The book’s power comes because the author does not begin with “pristine principles or with assumptions about our inherent goodness.” Rather, its view of democracy, as he writes, “emerges out of an unflinching encounter with lynching trees, prison cells, foreclosed homes, young men and women gunned down by police and places where ‘hope, unborn, had died.’”
“What’s so striking,” Glaude tells Moyers, “is that black fear of triggering white fear keeps us from talking openly” about race.
Democracy in Black is rich in history and bold in opinion, and inconvenient truths leap from every page.

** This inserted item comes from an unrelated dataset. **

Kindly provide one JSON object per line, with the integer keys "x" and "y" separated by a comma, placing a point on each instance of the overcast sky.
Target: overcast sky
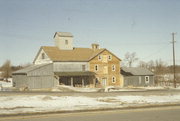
{"x": 141, "y": 26}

For example, “black people must lose their blackness if America is to be transformed. But of course, white people get to stay white.”
The book opens in Ferguson, Missouri, with the author talking to three, dynamic young black women, newly born to activism, and it closes in the intimacy of the reader’s heart, where each of us wrestles with the question of whether we can indeed change the habits of racism and create together a new politics based on a revolution in values.
In Part One, Glaude tells Moyers, “We talk about the achievement gap, we talk about the empathy gap, we talk about the wealth gap, and the value gap is this: the belief that white people matter more than others. And to the extent to which that belief animates our social arrangements, our political practices, our economic realities, under different material conditions, as long as that belief obtains, democracy will always be in abeyance in this country.”
In Part Two, Glaude explains why he believes the Democratic Party should be “challenged to its core” by black voters this November. “I don’t believe that black people died for the vote. That to me is heretical. I don’t think one person gave her life for a vote. They gave their lives for freedom, for a more just world. And so what I’m suggesting is that we need to think about voting strategically, and tactically, not giving up the vote. It’s too sacred.”